Square One was as busy as I remembered. It had been a very long time since the last time I’d been in Square One, but it didn’t look all that different. No further than 100 metres into the mall, we ran into Jay and Corinne. They looked a little more rested than the day before, but the smiles were still there. (I know envy’s one of the Seven Deadly Sins, but sometimes it’s just hard to ignore…)
The rest of the afternoon vanished quickly. Stuart and I went in search of a Slurpee or Froster, only to find the nearest one to where our parents live in Oakville is at a Mac’s (aka Mac’s Milk) next to the old Loblaws store downtown. During our search, we found ourselves noting what stores in downtown Oakville used to be something else. (A sure sign that you’re getting old.) We were almost shocked to realize that downtown Oakville, at least along Lakeshore, isn’t much different than Banff (Bamf!).

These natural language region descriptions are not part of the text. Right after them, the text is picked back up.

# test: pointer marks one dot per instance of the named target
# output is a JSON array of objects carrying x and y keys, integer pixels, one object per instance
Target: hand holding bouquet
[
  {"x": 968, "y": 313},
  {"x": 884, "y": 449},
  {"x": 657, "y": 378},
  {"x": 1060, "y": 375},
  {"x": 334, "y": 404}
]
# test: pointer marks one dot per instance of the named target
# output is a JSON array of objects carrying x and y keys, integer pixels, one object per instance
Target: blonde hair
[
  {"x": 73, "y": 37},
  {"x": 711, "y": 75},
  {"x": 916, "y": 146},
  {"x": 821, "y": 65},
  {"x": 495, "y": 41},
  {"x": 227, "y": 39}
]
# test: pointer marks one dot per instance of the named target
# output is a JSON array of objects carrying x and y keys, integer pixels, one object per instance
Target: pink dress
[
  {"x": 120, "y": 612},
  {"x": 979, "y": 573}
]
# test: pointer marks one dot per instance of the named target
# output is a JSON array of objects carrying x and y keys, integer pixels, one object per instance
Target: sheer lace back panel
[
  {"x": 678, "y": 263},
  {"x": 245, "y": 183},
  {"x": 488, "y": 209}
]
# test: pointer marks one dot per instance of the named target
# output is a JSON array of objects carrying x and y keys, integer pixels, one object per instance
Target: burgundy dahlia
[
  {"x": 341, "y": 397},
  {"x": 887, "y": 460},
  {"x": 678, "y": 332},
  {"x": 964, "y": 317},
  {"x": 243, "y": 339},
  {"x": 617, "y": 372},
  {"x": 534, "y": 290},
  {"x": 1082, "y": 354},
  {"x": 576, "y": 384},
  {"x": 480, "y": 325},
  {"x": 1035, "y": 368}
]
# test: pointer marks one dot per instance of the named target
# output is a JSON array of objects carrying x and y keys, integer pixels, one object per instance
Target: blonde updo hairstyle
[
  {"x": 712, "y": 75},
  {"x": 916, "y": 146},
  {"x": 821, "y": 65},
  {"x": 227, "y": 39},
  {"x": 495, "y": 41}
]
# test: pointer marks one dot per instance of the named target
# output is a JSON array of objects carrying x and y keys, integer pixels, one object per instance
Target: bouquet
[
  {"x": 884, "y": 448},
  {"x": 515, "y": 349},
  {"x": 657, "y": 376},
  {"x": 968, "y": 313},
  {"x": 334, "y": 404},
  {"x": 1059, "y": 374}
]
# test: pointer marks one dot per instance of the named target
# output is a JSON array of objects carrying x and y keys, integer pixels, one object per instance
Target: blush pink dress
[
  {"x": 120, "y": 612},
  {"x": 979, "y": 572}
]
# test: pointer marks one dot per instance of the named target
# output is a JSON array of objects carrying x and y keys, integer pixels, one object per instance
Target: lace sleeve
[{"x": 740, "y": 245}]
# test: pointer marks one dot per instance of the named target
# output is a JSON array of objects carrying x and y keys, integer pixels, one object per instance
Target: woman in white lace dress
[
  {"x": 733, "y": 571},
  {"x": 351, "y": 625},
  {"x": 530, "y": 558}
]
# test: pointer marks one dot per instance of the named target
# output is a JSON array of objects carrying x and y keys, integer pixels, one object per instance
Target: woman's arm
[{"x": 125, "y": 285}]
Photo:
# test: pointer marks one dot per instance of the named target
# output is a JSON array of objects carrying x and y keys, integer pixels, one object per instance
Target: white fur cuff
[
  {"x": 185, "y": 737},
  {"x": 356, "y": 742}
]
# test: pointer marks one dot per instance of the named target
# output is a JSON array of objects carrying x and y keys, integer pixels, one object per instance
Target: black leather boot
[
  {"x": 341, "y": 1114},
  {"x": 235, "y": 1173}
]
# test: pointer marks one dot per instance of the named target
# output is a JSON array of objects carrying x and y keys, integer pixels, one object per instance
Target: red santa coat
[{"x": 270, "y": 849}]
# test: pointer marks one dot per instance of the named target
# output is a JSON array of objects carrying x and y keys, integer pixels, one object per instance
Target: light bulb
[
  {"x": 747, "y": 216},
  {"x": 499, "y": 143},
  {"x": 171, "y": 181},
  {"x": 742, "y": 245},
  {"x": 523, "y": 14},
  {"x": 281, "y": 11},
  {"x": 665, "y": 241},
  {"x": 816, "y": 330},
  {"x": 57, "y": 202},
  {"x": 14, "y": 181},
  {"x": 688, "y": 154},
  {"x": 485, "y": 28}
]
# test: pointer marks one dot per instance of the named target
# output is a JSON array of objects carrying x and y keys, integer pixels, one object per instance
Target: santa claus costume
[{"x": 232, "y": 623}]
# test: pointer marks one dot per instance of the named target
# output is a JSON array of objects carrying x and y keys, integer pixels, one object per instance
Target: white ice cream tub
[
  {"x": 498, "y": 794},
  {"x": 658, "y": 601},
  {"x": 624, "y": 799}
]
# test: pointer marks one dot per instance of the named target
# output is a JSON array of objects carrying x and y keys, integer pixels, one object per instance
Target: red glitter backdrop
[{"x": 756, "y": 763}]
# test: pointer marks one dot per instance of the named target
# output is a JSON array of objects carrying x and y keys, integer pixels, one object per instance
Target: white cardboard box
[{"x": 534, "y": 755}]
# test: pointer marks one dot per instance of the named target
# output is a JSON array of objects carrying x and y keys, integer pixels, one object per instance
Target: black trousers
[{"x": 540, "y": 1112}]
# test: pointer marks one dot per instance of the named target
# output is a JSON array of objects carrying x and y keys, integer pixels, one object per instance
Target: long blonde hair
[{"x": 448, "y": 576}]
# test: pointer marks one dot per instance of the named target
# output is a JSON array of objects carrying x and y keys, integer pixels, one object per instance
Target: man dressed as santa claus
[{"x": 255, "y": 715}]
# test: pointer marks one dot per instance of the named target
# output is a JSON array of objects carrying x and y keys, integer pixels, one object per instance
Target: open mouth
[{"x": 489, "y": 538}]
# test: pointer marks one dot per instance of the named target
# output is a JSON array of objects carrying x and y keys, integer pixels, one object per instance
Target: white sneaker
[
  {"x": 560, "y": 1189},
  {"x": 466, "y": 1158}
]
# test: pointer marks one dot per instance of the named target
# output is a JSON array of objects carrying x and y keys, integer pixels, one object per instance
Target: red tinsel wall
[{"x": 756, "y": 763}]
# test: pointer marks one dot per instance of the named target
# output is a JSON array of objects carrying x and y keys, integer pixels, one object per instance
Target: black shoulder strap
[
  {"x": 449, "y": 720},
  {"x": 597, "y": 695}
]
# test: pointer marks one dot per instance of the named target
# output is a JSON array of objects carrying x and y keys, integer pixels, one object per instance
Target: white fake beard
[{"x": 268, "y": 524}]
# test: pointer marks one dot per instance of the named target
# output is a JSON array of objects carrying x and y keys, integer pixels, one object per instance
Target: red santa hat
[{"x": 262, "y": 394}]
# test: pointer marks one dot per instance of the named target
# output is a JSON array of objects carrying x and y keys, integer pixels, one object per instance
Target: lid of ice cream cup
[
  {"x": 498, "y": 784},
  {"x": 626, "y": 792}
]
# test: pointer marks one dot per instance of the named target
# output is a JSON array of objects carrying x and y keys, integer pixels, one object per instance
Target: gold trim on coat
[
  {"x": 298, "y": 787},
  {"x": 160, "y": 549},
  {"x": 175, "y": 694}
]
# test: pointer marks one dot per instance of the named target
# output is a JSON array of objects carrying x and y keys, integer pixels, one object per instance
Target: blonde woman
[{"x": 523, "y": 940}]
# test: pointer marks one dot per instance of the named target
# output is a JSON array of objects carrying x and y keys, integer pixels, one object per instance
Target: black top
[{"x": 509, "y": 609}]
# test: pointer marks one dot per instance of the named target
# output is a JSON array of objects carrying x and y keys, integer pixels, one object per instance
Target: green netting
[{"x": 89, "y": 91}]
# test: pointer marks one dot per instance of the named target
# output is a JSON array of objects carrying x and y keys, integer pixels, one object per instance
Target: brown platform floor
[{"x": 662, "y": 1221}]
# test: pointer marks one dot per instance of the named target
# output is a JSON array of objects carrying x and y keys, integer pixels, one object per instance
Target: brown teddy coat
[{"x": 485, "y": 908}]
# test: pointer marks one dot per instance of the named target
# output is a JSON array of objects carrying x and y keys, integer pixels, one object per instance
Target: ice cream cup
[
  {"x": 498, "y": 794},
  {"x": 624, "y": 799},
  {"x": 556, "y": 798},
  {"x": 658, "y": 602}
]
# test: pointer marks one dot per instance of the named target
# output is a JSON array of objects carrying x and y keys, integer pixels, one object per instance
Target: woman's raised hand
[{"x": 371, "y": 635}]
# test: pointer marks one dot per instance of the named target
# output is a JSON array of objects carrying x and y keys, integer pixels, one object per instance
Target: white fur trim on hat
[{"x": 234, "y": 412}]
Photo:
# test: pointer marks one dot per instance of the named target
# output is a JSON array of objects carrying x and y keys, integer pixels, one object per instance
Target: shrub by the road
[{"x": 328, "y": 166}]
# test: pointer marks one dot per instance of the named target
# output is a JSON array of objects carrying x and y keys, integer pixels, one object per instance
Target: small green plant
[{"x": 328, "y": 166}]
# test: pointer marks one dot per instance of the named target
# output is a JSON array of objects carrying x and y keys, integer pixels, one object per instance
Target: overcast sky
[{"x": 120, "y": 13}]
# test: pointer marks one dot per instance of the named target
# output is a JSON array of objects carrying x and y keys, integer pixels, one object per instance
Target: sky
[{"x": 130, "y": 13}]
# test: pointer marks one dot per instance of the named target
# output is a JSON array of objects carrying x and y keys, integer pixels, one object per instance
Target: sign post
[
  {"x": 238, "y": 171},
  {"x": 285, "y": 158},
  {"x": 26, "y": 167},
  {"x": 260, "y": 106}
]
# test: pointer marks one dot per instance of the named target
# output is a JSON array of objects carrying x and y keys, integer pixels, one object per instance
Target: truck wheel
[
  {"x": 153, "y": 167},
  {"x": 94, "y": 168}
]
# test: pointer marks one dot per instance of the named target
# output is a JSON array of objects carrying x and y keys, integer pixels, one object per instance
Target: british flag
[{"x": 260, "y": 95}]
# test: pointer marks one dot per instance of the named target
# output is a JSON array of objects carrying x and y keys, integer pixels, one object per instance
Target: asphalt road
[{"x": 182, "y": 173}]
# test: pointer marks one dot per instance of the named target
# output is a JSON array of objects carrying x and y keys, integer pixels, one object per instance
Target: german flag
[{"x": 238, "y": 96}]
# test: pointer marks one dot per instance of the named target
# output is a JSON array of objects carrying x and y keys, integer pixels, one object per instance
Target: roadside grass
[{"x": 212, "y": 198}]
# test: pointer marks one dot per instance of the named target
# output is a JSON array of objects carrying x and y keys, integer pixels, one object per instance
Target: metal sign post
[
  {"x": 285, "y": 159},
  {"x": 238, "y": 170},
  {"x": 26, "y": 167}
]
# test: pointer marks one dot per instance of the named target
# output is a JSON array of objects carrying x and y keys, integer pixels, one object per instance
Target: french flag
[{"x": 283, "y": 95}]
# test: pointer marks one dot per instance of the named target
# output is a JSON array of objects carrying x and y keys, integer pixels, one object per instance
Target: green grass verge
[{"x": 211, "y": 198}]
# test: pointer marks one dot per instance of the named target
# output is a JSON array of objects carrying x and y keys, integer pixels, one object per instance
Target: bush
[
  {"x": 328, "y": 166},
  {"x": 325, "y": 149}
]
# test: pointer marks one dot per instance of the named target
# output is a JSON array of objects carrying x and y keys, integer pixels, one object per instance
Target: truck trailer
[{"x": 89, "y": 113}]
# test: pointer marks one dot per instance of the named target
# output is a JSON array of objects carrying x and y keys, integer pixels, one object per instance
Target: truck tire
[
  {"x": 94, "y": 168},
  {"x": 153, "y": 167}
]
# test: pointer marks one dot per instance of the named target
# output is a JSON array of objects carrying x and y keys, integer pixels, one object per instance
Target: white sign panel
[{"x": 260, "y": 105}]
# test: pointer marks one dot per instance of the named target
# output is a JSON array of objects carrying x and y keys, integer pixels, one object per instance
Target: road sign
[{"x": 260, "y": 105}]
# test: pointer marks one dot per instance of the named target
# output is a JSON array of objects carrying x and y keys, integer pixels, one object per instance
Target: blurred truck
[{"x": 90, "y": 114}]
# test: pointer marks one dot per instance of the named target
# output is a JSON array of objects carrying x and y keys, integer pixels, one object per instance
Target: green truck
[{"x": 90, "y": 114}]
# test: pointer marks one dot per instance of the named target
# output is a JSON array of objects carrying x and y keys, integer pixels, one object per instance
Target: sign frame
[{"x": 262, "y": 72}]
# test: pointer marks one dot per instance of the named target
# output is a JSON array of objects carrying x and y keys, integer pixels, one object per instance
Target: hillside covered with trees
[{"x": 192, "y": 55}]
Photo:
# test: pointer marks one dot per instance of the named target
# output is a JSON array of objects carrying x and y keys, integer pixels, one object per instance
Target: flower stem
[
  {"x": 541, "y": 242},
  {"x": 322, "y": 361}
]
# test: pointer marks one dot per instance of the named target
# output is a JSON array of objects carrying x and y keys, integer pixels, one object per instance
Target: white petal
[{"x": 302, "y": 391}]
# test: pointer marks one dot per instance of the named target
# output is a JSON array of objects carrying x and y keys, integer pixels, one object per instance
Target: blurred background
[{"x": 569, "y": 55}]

Terminal 2 has taken a few cues from Terminal 3, and Air Canada has gone long ways to try and streamline passenger check-in. One such is the introduction of Express terminals. You feed in your credit card or Aerocard, punch in your flight number, select your seat (I missed that), and bam — out comes your boarding pass. Very convenient, and really nice if all you have is carry-on. (Even if you have actual baggage, there’s an Express baggage check-in after you’ve got your boarding pass.)
No aisle. I was wedged between two people. Not entirely comfortable, but at least it would get me home. It was a quiet flight — most of the people around me slept. Especially the guy on the window seat. I had a sneaky suspicion he was returning from a trip to Europe (he had brochures, maps, and bits of literature from European attractions), and was dead tired. He slept nearly the entire trip.
This was not a cheap excursion for me, and I had for a while debated on not going. However, one night as I lay in bed, counting the number of streetlights reflecting on my ceiling, I made a decision. Last year, I missed the weddings of some dear friends: Ed (one of my roommates from university) and his wife Jen, and Marek and Brenda. I missed them because I was told I didn’t have enough money to afford it. (I need not mention who told that to me.) I sincerely wished I had gone. Those were days I wished I hadn’t missed. Hopefully, I won’t miss any more.